Illustratively, the call screen generating module 43 may be specifically configured to:
determining a size and/or scale of the target object;
determining a virtual 3D image of the target object according to a mapping relation between a preset object and a 3D image model file;
and correcting and displaying the virtual 3D image of the target object according to the size and/or the proportion of the target object.
Illustratively, the apparatus may further include:
the instruction acquisition module is used for acquiring a target action instruction after determining and displaying the virtual 3D image of the target object and sending the target object to the at least one opposite call terminal;
the target animation determining module is used for determining a target interactive animation corresponding to a target action instruction according to a mapping relation between a preset action instruction and the interactive animation;
and the action execution module is used for controlling the virtual 3D image of the target object to execute the action corresponding to the target action instruction based on the target interactive animation.
For example, the instruction obtaining module may be specifically configured to:
acquiring a target action instruction according to the operation of a local end user on the virtual 3D image of the target object; or,
and receiving a target action instruction sent by any call opposite end through a server, wherein the target action instruction is generated according to the operation of a user of the call opposite end on the virtual 3D image of the target object.
For example, the target object determination module 42 may include:
the target image acquisition unit is used for acquiring a target image drawn by the local end user through a screen; or, the system is used for acquiring a target image acquired by a local camera;
and the target object determining unit is used for determining the target object to which the target image belongs by adopting an image recognition technology.

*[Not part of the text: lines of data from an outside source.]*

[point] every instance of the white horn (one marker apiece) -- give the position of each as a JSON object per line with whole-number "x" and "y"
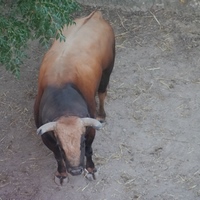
{"x": 46, "y": 127}
{"x": 91, "y": 122}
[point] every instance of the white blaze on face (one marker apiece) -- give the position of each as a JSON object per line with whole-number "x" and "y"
{"x": 69, "y": 131}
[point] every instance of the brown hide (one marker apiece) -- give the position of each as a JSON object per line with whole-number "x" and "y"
{"x": 87, "y": 51}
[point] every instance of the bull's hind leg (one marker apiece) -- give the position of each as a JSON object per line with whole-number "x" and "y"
{"x": 102, "y": 92}
{"x": 50, "y": 142}
{"x": 90, "y": 167}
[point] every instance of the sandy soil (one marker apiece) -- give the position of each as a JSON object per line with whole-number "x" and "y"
{"x": 149, "y": 148}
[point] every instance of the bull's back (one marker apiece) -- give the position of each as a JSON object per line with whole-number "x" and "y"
{"x": 87, "y": 51}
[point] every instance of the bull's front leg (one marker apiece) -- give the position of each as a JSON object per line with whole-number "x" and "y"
{"x": 90, "y": 167}
{"x": 61, "y": 174}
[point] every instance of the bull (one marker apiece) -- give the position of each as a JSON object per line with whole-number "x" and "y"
{"x": 72, "y": 72}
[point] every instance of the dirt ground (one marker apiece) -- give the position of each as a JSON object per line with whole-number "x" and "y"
{"x": 149, "y": 148}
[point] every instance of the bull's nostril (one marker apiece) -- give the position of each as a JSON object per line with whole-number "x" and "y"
{"x": 76, "y": 171}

The AR technology-based instant audio/video communication device provided by this embodiment belongs to the same inventive concept as the AR technology-based instant audio/video communication method provided by any embodiment of the present invention, can execute the AR technology-based instant audio/video communication method provided by any embodiment of the present invention, and has functional modules and beneficial effects corresponding to the execution of the AR technology-based instant audio/video communication method. For details of the technology that are not described in detail in this embodiment, reference may be made to the AR technology-based instant audio/video communication method provided in any embodiment of the present invention.

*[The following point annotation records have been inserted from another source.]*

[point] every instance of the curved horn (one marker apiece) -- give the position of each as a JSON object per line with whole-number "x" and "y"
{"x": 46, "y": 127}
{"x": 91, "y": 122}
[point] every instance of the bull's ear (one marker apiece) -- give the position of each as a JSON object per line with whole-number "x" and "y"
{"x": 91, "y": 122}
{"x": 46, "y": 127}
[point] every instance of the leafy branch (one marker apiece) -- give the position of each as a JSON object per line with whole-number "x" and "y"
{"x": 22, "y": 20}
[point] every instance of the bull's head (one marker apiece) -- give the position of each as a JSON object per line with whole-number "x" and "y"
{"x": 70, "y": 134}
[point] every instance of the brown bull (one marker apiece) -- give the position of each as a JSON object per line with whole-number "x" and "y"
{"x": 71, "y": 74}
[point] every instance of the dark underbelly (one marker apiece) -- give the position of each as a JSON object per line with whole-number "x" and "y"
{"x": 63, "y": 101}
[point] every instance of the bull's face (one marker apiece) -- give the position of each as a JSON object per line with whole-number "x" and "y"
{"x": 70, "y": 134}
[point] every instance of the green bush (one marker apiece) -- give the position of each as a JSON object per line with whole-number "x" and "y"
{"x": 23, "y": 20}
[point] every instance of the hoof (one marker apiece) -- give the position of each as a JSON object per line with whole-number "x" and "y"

It is to be noted that the foregoing is only illustrative of the preferred embodiments of the present invention and the technical principles employed. It will be understood by those skilled in the art that the present invention is not limited to the particular embodiments described herein, but is capable of various obvious changes, rearrangements and substitutions as will now become apparent to those skilled in the art without departing from the scope of the invention. Therefore, although the present invention has been described in greater detail by the above embodiments, the present invention is not limited to the above embodiments, and may include other equivalent embodiments without departing from the spirit of the present invention, and the scope of the present invention is determined by the scope of the appended claims.